Overseas Security Advisory Council: " How Hackers Break In To Enterprise Networks--A Step-By-Step Demo
from Internet Week on Tuesday, September 09, 2003
Ryan Breed is a hacker. He's honed his skills since his undergraduate days at the University of Rochester, where a cryptography course piqued his interest in network security. Breed, 28, enjoys the analysis of computer systems and 'decomposing systems and figuring out how they work.'
As a security consultant for Unisys, hacker Breed tests his mettle against company security systems, pointing out weak spots. He's gearing up to do his thing. But this evening's hack is sanctioned, commissioned, and paid for by the targeted company. Breed is an ethical hacker, a security consultant for Unisys, and tonight he's conducting a penetration test on an international business-consulting firm with 10 servers and more than 150 desktops. The name of the company and information that would disclose its identity have been withheld at the company's request. "

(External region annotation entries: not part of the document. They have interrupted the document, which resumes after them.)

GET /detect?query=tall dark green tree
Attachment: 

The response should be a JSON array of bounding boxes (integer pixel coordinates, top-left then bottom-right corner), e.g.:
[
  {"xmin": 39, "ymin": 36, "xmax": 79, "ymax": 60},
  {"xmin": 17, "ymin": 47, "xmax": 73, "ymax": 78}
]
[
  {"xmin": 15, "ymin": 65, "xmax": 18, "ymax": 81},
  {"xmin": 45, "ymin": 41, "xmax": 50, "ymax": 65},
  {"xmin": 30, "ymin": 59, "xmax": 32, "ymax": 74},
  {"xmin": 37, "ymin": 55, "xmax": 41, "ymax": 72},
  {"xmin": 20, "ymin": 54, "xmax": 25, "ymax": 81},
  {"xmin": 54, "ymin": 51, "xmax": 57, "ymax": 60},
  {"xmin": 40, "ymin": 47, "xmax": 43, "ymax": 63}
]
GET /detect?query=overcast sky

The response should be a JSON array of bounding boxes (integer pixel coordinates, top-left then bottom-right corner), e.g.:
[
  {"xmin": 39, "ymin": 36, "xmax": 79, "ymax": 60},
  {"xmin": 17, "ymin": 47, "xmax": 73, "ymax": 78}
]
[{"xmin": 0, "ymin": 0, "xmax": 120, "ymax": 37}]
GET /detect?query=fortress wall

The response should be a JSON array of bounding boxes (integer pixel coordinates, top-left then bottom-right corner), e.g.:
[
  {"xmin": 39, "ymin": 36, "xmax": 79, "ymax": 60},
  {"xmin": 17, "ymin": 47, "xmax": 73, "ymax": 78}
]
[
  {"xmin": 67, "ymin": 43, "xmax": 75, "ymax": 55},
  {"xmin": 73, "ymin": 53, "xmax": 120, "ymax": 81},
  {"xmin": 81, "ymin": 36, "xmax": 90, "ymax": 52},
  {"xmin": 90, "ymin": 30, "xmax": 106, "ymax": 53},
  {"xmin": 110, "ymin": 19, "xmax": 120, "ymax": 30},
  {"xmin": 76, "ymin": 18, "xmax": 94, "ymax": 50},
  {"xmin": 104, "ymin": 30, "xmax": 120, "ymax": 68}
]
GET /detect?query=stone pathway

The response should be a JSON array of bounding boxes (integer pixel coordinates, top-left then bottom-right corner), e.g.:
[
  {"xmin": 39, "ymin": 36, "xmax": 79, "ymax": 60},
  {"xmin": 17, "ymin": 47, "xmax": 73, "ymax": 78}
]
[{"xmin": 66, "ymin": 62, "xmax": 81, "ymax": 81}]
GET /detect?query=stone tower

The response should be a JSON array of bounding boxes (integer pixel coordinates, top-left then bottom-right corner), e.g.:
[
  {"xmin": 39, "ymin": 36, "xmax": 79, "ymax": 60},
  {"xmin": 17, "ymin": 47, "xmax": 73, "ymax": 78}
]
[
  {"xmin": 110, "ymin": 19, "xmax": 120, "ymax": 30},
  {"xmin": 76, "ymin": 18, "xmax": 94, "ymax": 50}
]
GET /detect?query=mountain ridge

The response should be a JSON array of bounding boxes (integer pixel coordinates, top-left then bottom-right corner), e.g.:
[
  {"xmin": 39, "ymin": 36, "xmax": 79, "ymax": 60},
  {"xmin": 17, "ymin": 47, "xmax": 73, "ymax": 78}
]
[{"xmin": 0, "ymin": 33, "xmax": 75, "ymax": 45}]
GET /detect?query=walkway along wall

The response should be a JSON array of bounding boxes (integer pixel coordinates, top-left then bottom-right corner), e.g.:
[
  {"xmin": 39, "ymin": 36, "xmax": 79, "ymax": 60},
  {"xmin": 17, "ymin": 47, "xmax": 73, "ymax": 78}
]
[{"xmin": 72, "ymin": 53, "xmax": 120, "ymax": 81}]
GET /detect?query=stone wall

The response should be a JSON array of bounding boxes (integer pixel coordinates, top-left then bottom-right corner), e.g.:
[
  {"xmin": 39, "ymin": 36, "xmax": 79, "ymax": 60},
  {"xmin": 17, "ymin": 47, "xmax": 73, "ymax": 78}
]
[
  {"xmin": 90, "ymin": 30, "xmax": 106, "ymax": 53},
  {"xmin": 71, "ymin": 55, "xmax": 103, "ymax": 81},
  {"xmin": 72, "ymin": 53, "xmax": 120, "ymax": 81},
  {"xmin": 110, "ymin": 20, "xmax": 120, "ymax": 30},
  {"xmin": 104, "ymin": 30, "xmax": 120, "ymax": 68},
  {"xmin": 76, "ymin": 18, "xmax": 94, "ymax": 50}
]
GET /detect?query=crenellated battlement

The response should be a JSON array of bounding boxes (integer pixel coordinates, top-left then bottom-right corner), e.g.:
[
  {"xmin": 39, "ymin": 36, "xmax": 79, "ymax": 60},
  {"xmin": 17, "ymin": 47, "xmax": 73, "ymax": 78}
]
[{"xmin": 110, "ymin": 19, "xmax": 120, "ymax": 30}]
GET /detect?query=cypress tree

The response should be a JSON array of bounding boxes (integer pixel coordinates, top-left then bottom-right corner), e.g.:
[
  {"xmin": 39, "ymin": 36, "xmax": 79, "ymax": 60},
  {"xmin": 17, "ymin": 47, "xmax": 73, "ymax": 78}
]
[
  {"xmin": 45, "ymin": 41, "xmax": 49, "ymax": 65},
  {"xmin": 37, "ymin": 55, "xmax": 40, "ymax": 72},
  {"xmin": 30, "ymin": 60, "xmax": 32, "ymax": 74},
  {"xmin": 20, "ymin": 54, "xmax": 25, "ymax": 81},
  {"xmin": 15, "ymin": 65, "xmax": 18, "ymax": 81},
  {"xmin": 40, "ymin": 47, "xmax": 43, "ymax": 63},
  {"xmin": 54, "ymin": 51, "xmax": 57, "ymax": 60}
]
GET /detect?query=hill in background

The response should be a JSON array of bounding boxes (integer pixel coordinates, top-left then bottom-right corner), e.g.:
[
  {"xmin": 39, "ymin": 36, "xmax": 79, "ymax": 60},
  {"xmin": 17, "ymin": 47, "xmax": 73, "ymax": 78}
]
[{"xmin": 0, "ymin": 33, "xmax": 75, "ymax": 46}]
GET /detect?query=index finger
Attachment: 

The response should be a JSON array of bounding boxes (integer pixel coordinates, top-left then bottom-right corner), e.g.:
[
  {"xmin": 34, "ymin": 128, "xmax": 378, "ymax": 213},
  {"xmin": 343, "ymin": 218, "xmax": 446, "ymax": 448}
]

This article will give you a taste of how companies like Unisys use ethical hacking exercises to put the fear into a client that they are vulnerable. It shouts of "Hire us Now Before its Too Late". What is important here is to realize that any large enterprise is in a dynamic environment full of moves, adds and changes. It requires a daily proactive program of internal risk management exercises to be effective against the sales tactics of vendors threat exercises like this one.